Language Models Encode Numbers Using Digit Representations in Base 10
Amit Arnold Levy, Mor Geva
TL;DR
The paper interrogates why large language models struggle with simple numerical tasks and finds that they encode numbers as per-digit circular representations in base $10$, rather than as single, continuous numeric values. Through digit-wise probing and causal digit-interventions, it shows high accuracy in recovering individual digits and demonstrated that altering a digit can update the overall number in a predictable way, while direct value reconstruction remains unreliable.
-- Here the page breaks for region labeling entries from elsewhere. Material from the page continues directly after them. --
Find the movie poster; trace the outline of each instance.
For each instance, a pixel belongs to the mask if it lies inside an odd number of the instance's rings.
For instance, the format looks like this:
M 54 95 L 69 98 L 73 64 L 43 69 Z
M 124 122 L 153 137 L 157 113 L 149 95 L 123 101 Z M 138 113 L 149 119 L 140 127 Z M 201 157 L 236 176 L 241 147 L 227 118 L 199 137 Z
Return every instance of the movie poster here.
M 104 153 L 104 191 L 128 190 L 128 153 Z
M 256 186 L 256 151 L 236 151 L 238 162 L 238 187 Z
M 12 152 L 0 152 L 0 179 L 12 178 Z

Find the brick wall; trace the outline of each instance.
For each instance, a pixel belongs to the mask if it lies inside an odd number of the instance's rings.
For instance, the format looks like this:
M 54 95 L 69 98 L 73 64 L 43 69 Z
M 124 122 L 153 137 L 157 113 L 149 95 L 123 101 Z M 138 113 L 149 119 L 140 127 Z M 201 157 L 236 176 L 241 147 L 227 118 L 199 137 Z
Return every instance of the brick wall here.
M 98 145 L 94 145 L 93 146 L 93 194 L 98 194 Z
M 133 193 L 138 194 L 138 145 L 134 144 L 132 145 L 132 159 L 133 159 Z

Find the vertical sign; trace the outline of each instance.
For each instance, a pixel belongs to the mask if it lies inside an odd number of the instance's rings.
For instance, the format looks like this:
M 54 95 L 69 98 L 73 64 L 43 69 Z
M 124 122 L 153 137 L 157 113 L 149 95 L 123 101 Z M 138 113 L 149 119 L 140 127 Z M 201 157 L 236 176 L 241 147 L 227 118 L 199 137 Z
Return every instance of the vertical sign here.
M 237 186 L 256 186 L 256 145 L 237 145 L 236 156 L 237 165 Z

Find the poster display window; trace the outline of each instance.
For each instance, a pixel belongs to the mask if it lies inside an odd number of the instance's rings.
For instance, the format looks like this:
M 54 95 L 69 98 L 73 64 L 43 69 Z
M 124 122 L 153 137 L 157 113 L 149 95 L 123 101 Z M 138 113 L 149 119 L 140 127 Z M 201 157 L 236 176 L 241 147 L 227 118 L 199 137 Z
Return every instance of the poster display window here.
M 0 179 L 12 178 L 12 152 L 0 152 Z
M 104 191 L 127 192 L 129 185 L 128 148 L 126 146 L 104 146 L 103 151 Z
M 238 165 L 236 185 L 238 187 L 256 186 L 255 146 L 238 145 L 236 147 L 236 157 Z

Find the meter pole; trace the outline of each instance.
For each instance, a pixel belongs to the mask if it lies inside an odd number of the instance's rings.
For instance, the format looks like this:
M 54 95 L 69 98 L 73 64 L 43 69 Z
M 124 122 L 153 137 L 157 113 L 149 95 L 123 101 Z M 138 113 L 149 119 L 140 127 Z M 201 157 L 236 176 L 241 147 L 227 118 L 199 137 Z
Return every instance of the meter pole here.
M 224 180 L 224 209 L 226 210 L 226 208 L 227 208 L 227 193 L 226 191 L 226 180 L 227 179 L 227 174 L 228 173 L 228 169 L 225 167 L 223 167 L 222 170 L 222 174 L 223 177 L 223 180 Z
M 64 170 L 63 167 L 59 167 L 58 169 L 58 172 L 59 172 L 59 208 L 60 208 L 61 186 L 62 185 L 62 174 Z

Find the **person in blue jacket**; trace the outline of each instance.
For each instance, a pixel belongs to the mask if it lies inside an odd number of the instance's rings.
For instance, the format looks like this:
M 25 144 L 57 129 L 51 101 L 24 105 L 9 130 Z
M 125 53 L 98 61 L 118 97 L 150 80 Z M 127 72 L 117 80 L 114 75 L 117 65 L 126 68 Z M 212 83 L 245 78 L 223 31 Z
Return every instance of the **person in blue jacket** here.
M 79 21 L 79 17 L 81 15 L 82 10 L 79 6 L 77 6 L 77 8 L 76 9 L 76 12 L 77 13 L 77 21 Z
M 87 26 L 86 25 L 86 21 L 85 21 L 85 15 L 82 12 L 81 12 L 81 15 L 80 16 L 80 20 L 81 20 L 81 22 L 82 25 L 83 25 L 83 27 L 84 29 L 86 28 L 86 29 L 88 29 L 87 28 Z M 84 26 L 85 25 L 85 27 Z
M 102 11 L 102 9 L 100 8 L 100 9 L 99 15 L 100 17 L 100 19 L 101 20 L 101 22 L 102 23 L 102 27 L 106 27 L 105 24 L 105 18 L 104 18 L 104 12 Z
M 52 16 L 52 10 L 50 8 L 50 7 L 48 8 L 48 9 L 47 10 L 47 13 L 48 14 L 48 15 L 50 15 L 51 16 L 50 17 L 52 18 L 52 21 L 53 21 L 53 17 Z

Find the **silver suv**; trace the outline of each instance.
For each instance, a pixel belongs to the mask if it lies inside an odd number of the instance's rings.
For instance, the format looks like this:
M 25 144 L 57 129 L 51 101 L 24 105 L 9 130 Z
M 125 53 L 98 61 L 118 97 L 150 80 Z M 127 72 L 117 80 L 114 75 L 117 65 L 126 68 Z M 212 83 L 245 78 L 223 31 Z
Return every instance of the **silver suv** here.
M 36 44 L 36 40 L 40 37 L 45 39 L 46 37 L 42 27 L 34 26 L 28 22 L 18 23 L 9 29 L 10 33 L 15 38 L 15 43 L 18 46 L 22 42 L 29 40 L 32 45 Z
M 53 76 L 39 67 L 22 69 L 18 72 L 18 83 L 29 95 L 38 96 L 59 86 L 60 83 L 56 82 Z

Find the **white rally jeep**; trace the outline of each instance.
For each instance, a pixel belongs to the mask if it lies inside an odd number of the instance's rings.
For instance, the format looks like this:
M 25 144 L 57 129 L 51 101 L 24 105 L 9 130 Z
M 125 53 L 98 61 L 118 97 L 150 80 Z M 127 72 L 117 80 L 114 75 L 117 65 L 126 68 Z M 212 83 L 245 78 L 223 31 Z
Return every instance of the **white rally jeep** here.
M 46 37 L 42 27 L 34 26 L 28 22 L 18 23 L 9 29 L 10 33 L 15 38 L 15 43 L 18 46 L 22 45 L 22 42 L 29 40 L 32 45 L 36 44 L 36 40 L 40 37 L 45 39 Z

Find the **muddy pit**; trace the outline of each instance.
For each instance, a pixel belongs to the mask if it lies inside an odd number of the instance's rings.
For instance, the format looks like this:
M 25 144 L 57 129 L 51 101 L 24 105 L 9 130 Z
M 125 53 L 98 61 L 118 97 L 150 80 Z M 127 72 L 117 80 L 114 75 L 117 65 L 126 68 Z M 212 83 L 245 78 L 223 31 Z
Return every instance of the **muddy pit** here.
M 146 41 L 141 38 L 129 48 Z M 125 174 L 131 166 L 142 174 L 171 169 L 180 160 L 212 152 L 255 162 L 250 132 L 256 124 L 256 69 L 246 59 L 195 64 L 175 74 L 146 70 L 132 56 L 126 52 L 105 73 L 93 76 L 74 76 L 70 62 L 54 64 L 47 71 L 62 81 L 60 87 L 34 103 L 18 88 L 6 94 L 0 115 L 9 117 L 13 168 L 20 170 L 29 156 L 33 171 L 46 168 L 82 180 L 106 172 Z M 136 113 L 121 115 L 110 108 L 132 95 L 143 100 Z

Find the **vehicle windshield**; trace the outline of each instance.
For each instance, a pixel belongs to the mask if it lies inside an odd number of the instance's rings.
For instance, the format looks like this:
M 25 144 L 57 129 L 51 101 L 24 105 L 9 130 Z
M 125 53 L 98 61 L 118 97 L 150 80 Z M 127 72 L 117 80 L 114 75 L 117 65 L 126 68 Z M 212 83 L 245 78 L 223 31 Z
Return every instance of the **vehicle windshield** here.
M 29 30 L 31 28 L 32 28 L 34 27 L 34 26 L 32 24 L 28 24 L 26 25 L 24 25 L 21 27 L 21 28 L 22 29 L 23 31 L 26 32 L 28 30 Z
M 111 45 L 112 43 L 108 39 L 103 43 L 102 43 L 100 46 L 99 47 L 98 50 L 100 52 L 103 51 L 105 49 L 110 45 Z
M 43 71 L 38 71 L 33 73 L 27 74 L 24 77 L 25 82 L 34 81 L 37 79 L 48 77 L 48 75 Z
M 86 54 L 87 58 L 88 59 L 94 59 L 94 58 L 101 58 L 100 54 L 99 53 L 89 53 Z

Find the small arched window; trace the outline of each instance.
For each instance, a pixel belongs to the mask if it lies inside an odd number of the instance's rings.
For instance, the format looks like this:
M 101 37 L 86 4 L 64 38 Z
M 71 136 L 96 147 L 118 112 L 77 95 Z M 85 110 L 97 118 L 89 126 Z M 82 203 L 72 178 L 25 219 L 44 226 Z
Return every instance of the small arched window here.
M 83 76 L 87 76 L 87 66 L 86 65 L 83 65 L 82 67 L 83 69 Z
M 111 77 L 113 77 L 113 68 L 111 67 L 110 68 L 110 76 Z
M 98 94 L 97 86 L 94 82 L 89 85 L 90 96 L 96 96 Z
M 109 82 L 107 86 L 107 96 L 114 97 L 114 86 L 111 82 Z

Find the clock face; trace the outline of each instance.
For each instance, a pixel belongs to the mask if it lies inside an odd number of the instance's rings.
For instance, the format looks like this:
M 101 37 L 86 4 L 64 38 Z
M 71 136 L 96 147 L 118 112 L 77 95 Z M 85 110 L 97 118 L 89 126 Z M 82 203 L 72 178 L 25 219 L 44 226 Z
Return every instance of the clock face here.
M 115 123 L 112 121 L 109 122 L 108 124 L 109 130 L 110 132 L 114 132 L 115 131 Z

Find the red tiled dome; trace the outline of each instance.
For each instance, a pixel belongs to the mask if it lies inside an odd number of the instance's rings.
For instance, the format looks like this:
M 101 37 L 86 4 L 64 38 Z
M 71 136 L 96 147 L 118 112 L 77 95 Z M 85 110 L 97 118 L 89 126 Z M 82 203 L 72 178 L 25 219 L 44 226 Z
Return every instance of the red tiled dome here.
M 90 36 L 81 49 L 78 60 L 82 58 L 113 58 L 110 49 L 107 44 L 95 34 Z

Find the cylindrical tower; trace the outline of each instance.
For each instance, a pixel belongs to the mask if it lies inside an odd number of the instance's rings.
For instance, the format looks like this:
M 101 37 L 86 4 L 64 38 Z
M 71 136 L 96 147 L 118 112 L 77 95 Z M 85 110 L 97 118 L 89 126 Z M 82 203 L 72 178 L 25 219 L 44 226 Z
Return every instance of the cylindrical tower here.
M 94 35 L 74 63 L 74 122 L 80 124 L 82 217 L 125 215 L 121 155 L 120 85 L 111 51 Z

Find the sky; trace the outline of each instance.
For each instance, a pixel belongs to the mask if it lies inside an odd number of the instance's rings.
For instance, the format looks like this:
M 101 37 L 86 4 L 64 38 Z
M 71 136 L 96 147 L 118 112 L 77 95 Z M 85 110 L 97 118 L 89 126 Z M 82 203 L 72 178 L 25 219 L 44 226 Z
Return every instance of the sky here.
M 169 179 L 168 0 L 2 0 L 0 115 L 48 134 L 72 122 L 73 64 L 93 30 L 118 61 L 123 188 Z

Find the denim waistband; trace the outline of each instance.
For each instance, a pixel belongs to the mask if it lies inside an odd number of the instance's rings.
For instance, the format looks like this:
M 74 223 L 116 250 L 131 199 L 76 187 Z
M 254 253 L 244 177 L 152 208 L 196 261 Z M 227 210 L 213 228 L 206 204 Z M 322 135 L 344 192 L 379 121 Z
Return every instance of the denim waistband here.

This digit-centric encoding explains error patterns observed in arithmetic tasks and provides a mechanistic lens for numerical reasoning in LLMs, with implications for robustness and interpretability across models and tokenizations. The work highlights a novel, digit-level mechanism that could guide future analyses and mitigation strategies for numerical reasoning in neural language systems, including extensions to word-form numbers and fractions.
Abstract
Large language models (LLMs) frequently make errors when handling even simple numerical problems, such as comparing two small numbers. A natural hypothesis is that these errors stem from how LLMs represent numbers, and specifically, whether their representations of numbers capture their numeric values. We tackle this question from the observation that LLM errors on numerical tasks are often distributed across the digits of the answer rather than normally around its numeric value. Through a series of probing experiments and causal interventions, we show that LLMs internally represent numbers with individual circular representations per-digit in base 10. This digit-wise representation, as opposed to a value representation, sheds light on the error patterns of models on tasks involving numerical reasoning and could serve as a basis for future studies on analyzing numerical mechanisms in LLMs.